The Terrace is supposed to connect the hotel to the street, and even more so the street to the hotel. Local tourists who come up to Haifa will usually have their dinner outside, and therefore the restaurant happily meets them the following evening. The residents themselves, on the other hand, are beginning to discover it more consistently and without dramas or a need for occasions. Most of the tables here – including large gatherings of young men and women – illustrated exactly that.

Its challenge will of course be to slightly lighten the concept of a “hotel restaurant” and open itself up widely. The stairs from the end of the boulevard, for example, lead you directly to it, without passing through the lobby, and everything else will be done by the food of Haim Dayan and Ziko Hagag, the excellent team and the general feeling of a dramatic location, devoid of dramas.

Terrace
Terrace (credit: Yaniv Granot)

The menu, kosher-dairy, connects between the Mediterranean shores of Italy and the local Haifa port and at its peak succeeds in lifting its classics with seasoning from the Arab kitchen. The plates know how to contain both pistachio and polenta and basil and crème fraîche, and come out coherent and tasty. It is not simple, but it happens.

The starters (NIS 38-78) range between sashimi with smoked chili oil and a fish cigar with yogurt-tahini, a colorful “Insalata Inverno” with citrus fruit and a giant piece of brie cheese in a charcoal coating and a wonderful creation of tuna kataifi that makes a kicking taco, and ours.

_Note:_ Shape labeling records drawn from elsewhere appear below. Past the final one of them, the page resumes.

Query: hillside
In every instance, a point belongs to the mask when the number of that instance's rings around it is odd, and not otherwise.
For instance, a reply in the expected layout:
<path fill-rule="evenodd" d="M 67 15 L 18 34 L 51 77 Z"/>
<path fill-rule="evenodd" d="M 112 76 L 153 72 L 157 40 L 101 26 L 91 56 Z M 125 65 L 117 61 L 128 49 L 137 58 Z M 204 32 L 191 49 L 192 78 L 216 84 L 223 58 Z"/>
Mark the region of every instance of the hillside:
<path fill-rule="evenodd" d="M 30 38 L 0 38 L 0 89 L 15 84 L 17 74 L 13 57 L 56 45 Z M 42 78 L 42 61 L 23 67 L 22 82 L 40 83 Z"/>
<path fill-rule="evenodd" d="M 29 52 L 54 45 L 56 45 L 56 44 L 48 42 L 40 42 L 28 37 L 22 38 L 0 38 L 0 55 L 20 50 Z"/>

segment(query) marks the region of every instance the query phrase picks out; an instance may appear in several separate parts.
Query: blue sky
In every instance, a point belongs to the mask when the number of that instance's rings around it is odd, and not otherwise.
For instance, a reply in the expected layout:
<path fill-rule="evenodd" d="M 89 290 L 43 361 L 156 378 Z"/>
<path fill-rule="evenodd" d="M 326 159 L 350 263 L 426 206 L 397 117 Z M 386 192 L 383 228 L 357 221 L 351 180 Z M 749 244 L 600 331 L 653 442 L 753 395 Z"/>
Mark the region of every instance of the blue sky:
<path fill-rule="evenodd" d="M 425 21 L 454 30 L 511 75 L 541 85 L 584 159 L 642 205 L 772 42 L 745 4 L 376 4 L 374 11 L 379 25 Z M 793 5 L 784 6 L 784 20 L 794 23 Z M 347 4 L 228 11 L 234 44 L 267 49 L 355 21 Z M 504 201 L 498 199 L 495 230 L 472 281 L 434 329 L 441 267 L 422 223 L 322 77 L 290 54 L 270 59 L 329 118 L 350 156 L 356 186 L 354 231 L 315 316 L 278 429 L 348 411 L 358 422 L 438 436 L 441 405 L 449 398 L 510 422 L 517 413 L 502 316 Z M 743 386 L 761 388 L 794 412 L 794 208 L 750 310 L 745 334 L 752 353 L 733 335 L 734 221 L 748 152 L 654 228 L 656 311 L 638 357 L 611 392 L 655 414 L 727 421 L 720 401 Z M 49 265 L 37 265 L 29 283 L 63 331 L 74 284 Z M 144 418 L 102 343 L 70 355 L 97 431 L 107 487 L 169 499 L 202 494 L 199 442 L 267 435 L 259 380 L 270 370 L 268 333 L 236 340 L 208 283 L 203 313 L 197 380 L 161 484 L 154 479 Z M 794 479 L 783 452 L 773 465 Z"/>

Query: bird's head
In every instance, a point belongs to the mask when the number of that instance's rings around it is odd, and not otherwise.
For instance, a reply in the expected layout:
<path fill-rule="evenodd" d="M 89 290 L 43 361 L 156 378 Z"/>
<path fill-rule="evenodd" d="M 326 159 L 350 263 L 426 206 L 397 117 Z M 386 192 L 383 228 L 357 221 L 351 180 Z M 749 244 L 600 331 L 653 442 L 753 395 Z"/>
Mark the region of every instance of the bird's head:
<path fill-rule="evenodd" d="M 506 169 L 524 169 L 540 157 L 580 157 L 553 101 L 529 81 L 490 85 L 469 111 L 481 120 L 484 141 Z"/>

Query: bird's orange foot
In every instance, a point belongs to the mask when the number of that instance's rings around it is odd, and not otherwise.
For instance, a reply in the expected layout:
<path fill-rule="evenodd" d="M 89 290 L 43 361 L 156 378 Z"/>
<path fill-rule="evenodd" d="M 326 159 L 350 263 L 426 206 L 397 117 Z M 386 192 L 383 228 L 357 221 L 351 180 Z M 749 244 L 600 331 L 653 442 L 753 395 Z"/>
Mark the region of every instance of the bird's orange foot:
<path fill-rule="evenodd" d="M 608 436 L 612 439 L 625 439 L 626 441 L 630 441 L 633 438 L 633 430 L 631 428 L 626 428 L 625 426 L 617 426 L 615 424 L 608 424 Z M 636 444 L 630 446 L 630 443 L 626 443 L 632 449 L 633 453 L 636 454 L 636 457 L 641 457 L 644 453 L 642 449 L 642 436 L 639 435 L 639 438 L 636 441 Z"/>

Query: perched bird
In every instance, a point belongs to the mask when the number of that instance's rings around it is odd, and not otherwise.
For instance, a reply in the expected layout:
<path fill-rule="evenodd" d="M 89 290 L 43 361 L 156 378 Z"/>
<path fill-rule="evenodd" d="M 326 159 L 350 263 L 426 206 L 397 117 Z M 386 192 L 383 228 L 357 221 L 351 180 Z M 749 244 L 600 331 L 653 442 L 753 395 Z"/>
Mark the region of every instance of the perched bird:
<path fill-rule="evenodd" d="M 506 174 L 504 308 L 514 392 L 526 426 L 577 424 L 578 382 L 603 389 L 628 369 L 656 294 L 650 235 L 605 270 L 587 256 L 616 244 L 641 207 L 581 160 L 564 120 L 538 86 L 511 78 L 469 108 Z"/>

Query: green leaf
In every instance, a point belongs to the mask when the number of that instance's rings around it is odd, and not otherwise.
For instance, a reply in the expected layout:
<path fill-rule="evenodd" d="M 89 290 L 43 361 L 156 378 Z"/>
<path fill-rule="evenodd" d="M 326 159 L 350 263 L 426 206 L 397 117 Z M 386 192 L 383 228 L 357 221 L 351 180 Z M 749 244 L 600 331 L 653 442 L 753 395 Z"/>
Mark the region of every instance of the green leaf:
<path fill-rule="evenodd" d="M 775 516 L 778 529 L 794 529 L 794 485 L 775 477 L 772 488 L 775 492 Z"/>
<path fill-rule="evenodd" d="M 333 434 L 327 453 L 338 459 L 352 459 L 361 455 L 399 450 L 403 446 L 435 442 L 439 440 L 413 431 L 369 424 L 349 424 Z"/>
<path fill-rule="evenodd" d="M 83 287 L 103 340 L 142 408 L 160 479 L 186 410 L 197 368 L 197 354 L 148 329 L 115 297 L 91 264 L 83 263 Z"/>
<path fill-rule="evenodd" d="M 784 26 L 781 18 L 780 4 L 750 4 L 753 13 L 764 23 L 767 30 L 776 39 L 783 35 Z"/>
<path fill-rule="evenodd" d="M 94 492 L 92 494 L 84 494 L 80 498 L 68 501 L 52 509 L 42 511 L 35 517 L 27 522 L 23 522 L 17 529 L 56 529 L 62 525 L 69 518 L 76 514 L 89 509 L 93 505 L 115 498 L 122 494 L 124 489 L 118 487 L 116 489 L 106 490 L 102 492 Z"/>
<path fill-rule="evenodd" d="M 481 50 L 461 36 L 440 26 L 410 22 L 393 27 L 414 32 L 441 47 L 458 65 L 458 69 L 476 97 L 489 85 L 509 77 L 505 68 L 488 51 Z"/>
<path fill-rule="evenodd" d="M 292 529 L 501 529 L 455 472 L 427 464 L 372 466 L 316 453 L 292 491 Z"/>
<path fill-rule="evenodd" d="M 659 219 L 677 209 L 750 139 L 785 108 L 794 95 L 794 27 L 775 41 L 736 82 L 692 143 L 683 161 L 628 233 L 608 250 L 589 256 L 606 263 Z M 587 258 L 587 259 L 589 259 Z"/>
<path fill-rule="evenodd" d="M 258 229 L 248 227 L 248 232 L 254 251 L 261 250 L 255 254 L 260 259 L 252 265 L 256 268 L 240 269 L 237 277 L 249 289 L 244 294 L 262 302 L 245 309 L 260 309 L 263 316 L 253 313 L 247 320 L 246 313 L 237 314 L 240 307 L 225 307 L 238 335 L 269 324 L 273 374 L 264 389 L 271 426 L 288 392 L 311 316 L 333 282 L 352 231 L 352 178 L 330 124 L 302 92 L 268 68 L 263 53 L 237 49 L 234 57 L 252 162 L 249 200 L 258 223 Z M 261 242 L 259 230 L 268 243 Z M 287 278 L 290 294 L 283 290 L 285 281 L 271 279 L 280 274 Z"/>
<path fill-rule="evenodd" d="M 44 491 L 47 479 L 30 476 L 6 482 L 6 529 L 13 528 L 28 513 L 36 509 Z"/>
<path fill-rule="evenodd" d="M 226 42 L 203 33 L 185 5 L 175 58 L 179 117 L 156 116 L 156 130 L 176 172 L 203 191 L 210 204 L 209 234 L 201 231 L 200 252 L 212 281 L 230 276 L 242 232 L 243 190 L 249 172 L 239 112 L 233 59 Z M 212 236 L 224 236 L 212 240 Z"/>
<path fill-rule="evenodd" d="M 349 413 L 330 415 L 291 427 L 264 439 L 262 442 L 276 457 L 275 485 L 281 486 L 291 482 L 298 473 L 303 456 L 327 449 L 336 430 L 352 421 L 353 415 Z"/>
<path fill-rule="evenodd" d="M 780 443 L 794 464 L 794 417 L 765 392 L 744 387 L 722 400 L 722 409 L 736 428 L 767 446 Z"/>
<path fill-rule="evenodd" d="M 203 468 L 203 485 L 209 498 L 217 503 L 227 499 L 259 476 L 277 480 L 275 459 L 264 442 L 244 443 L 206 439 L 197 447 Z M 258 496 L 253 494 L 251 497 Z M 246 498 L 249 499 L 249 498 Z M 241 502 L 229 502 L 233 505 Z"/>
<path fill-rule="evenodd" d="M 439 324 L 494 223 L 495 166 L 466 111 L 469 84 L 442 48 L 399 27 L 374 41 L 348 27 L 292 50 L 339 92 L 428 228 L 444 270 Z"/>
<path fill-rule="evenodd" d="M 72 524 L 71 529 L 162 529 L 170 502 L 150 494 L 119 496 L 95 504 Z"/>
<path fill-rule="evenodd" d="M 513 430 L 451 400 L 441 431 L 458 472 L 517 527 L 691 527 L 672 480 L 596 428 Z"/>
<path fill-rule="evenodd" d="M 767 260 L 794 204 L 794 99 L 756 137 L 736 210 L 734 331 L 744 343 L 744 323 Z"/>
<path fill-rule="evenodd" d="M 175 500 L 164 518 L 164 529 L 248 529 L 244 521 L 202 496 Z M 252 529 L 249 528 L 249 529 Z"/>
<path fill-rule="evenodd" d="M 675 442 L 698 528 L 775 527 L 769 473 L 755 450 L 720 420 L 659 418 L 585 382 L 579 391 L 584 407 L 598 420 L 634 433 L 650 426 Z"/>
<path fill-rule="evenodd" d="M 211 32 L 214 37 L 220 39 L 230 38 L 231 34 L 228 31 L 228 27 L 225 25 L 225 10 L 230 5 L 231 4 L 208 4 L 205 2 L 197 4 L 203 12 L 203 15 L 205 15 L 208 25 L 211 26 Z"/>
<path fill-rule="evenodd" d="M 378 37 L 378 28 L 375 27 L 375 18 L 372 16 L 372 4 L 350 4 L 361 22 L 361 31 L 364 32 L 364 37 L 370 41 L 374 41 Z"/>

From there, one can and should continue to pizza (NIS 64-90) with cherry tomato confit and garlic or pistachio cream and burrata cheese, share a pasta dish (NIS 68-89, including winter salmon bucatini) and finish with fish (NIS 132-145) with roasted eggplant, over mushroom risotto or as part of a delicate dance together with mashed potatoes.

Whatever it may be, and however it may be, the gnocchi (NIS 82) needs to be on your table. It begins with a surprisingly delicate cream sauce and adds a clear and flowing dialogue of za’atar-pine nuts and then a crunchy crumble, but the story is the dumplings themselves. I hate, truly detest, the prostitution that was done to the word “clouds”. Here, it seems to me, I rediscovered its justification. Here, and only here apparently. The best in Israel.

The Terrace began running several good months ago, and used the winter to gain momentum and improve toward what is supposed to be a better season, minus additional potential wars, and plus tourists, if they indeed return there again, sometime.

Until that happens, it simply wants to be, well, Terrace. A place with air to breathe and air to cool, cocktails inspired by the name of the hotel and food that gathers something from every direction of the wind. All these join that table, and those two balconies, to create anticipation for a good evening, a better one.